The Houston Zoo is mourning the death of 11-year-old cougar Shasta. For nine months, the Zoo’s veterinary team has been treating him for a progressive spinal disease which has rapidly deteriorated over the past few days. Over the course of treatment, Shasta was also found to have declining kidney function, which is common in older felines. The animal care and health teams made a comprehensive assessment of his overall wellbeing and made the difficult decision to euthanize him on Thursday when it became clear that he would not recover.

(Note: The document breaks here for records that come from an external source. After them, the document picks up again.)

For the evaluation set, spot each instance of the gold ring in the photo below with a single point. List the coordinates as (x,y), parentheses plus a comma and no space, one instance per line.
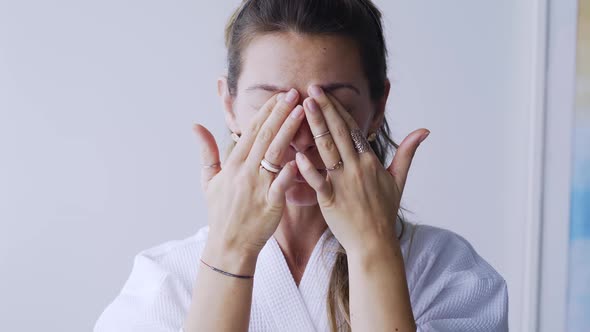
(216,165)
(336,166)
(321,135)
(270,166)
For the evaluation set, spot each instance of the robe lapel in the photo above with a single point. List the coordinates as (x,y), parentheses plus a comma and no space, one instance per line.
(287,305)
(280,298)
(316,280)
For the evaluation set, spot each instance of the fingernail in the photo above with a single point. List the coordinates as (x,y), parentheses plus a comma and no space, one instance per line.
(291,96)
(312,105)
(297,112)
(423,137)
(315,91)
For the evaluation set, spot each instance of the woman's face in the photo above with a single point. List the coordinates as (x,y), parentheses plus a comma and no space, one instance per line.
(277,62)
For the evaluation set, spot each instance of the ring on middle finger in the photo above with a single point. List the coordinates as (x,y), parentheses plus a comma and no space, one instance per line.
(321,135)
(267,165)
(336,166)
(361,144)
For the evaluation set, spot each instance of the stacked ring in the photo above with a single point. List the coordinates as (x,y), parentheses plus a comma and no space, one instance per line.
(361,144)
(216,165)
(336,166)
(321,135)
(268,166)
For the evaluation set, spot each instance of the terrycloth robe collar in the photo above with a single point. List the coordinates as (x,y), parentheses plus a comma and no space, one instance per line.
(292,308)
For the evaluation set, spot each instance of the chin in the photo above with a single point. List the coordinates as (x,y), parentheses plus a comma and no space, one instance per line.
(301,194)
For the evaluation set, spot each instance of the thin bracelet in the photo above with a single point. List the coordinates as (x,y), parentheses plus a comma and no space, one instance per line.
(227,273)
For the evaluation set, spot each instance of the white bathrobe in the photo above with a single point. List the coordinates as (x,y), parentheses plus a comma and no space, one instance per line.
(451,287)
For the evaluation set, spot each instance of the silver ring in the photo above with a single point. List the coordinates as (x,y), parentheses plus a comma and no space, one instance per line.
(270,166)
(216,165)
(361,144)
(321,135)
(336,166)
(235,137)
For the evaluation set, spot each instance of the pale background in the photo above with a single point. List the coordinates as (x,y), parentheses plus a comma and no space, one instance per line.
(98,161)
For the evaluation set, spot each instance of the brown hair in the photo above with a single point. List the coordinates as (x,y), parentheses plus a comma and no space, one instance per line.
(359,20)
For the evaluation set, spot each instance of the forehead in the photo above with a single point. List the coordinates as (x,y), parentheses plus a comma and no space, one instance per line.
(290,59)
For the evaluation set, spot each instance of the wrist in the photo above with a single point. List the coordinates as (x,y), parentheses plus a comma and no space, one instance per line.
(230,259)
(374,253)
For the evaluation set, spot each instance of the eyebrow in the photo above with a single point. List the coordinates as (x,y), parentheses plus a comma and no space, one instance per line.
(326,87)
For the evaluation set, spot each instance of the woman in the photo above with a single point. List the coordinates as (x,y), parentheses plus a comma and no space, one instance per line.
(303,233)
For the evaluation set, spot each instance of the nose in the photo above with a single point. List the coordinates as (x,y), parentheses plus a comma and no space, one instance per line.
(303,139)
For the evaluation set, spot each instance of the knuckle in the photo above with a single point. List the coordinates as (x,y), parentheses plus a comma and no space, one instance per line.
(266,135)
(274,154)
(327,144)
(316,121)
(341,131)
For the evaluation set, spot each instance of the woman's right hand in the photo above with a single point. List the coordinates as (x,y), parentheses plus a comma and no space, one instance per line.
(245,202)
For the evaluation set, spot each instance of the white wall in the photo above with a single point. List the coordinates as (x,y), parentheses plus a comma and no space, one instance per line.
(98,161)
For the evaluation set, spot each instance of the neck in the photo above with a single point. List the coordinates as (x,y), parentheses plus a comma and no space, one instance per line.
(297,235)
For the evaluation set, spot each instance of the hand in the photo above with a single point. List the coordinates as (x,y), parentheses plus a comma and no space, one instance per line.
(245,202)
(359,200)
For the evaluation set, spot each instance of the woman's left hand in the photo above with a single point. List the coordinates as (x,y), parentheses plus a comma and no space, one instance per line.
(359,198)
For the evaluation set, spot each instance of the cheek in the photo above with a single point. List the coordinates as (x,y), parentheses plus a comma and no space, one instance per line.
(362,118)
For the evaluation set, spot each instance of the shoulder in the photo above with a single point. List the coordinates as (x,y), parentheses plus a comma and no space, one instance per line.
(157,293)
(175,259)
(452,288)
(434,249)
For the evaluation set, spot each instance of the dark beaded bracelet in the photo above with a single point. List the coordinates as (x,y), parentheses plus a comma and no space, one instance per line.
(227,273)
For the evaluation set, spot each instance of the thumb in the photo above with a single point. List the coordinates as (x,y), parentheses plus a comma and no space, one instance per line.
(400,166)
(209,154)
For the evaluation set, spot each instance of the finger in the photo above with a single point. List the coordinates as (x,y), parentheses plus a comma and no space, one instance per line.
(336,125)
(318,182)
(271,126)
(347,117)
(400,166)
(284,181)
(242,148)
(209,154)
(288,130)
(324,142)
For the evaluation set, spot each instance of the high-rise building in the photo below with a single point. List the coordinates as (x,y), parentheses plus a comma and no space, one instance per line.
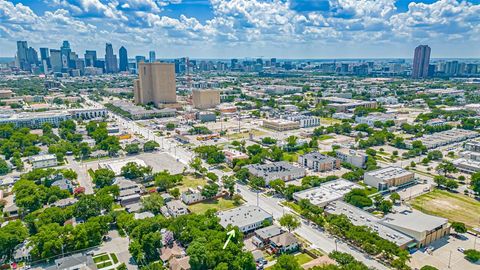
(155,84)
(65,50)
(90,58)
(421,60)
(110,59)
(151,57)
(122,53)
(22,55)
(56,60)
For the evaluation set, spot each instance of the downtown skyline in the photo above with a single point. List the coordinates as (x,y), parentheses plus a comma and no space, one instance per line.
(226,29)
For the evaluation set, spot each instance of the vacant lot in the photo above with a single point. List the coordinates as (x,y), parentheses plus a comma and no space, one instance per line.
(220,205)
(455,207)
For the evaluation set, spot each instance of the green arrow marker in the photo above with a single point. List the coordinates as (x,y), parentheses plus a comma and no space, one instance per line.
(230,235)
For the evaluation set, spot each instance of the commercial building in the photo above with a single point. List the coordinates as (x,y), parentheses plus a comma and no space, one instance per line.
(246,218)
(205,98)
(37,119)
(276,170)
(326,192)
(424,228)
(319,162)
(304,121)
(388,177)
(421,62)
(346,104)
(280,124)
(359,217)
(43,161)
(356,158)
(444,138)
(155,84)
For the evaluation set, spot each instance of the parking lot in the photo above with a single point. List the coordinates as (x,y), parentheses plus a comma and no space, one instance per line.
(446,250)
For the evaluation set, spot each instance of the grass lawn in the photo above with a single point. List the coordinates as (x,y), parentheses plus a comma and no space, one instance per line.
(453,206)
(101,258)
(303,258)
(114,258)
(220,204)
(104,264)
(324,137)
(190,181)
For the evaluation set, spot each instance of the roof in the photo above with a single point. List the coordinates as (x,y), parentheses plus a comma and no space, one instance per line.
(267,232)
(414,220)
(243,216)
(284,240)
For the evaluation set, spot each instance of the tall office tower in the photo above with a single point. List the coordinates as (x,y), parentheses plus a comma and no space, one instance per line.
(56,60)
(151,57)
(65,50)
(122,53)
(22,55)
(155,83)
(110,59)
(90,58)
(32,56)
(421,60)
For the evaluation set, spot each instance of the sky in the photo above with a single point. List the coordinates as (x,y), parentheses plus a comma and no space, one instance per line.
(246,28)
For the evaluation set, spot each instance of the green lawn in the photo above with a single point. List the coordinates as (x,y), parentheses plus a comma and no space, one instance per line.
(101,258)
(453,206)
(220,205)
(104,264)
(303,258)
(324,137)
(190,181)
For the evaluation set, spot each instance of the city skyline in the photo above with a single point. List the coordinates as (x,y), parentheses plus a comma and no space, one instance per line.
(238,29)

“Shasta has been a cherished member of our Zoo family and an icon for the University of Houston for over a decade. We are all deeply saddened by this loss,” said Kevin Hodge, vice president of animal programs at the Houston Zoo. “We are committed to ensuring the animals in our care experience the highest quality of life. That includes their day-to-day care as well as end-of-life decisions. With world-class animal keepers, incredible veterinarians, and a complete veterinary clinic, our animals receive the best possible care right up to their last days.”
Shasta would sometimes be seen at the top of the habitat where he had a penthouse view of other species and seemed to enjoy looking at the elephants from this vantage point. Shasta was loved by keepers, staff, and guests alike and he was best known for stalking keepers when they would walk past his exhibit or being the center of attention for his adoring fan base. His keepers will remember him as a simple, sweet, and funny cougar that never failed to put a smile on people’s faces. Shasta loved the attention University of Houston fans would give him and certainly appreciated the extravagant birthday parties with his favorite foods. He will undoubtedly be thought of fondly by the University of Houston students, faculty, and alumni for diligently guarding the rings for each graduating class.

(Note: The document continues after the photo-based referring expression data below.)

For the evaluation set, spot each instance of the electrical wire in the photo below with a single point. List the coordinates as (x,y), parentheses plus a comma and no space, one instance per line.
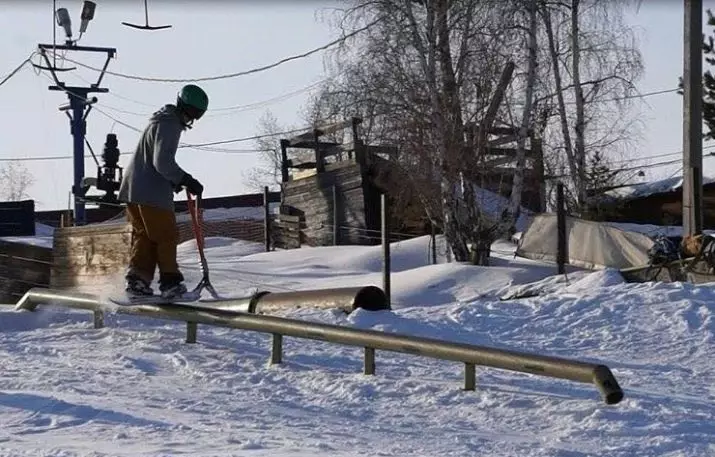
(19,67)
(216,112)
(230,75)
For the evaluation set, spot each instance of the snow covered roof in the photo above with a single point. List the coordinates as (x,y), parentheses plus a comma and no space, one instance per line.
(651,188)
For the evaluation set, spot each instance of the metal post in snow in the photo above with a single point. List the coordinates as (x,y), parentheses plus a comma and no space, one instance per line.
(78,127)
(562,245)
(385,248)
(266,219)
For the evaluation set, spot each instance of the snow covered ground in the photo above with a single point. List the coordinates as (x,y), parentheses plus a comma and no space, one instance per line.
(135,389)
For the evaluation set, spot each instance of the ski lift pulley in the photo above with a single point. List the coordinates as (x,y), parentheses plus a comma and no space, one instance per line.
(146,25)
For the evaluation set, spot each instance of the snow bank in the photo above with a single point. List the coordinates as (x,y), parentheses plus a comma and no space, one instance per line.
(135,388)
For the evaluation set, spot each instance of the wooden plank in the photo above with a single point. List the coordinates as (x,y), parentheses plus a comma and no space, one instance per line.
(100,259)
(35,275)
(66,282)
(288,218)
(25,250)
(93,229)
(93,243)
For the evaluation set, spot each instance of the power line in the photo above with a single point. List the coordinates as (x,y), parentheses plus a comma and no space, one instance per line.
(230,75)
(19,67)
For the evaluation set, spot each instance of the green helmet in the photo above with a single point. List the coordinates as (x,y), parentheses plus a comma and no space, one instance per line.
(193,101)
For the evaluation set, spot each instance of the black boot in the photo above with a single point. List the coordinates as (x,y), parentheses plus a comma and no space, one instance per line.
(171,285)
(137,287)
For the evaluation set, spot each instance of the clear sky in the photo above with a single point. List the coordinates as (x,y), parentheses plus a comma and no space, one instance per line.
(217,37)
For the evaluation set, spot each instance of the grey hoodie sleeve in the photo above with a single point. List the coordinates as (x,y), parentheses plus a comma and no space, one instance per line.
(166,142)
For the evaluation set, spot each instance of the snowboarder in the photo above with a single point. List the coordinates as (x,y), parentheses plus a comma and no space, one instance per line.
(147,188)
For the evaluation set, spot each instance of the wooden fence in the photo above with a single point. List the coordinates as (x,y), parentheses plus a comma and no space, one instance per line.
(90,255)
(22,267)
(285,231)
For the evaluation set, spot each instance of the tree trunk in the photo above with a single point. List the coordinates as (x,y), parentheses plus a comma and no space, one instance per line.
(568,145)
(580,126)
(452,134)
(518,180)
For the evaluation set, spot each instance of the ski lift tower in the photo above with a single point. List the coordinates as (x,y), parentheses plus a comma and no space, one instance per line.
(79,103)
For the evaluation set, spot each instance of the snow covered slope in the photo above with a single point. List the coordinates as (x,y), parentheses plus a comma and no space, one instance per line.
(135,389)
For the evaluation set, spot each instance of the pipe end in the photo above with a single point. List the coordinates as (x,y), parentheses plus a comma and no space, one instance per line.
(608,386)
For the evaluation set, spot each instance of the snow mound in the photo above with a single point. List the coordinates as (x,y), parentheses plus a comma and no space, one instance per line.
(591,283)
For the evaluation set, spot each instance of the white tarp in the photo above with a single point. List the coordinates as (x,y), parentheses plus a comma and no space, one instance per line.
(590,244)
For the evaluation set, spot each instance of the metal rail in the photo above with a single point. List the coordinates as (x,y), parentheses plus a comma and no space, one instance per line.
(370,340)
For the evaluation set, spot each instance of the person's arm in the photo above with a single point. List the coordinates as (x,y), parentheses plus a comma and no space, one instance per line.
(166,142)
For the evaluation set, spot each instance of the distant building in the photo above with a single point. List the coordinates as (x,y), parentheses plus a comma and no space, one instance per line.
(658,203)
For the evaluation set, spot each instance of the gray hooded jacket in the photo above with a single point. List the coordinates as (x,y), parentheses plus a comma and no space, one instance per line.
(153,174)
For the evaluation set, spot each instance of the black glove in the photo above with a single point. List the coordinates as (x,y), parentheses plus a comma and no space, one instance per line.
(192,185)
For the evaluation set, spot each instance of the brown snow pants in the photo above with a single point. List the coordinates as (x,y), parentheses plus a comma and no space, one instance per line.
(154,239)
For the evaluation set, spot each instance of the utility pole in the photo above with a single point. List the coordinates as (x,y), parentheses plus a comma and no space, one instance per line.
(79,105)
(692,119)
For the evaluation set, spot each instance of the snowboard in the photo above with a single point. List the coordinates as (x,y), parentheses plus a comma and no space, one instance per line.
(187,298)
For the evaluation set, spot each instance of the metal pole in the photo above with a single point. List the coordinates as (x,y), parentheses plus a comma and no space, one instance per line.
(433,240)
(555,367)
(562,245)
(692,119)
(385,248)
(78,128)
(336,216)
(266,219)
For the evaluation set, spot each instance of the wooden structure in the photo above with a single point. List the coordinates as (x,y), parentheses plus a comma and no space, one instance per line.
(334,191)
(285,231)
(337,188)
(90,255)
(22,267)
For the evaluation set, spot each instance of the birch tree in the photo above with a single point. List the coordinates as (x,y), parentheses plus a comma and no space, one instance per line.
(15,181)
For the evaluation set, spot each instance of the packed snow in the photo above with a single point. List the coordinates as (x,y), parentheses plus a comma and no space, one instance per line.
(134,388)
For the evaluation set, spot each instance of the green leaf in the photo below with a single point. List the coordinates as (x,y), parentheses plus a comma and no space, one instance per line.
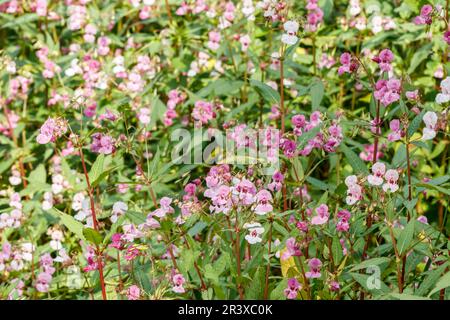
(336,251)
(307,136)
(278,292)
(419,57)
(371,262)
(354,160)
(317,91)
(318,183)
(197,228)
(158,110)
(405,296)
(92,236)
(266,91)
(73,225)
(415,123)
(97,168)
(406,237)
(434,187)
(38,175)
(256,288)
(431,279)
(136,217)
(443,283)
(211,273)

Shasta came to the Houston Zoo in December 2011 after a hunter illegally shot and killed his mother in Washington state. As a five-week-old cub, Shasta had little chance of survival in the wild.
Thankfully, Washington State Fish & Wildlife agents were able to locate and rescue Shasta. When he arrived at the Houston Zoo, a partnership was formed between the University of Houston and the Zoo to designate Shasta as the official mascot of UH. Shasta lived a healthy and active life at the Zoo alongside Haley, the Zoo’s female cougar.
Shasta was an ambassador for his counterparts in the wild while faithfully representing the spirit of the University of Houston.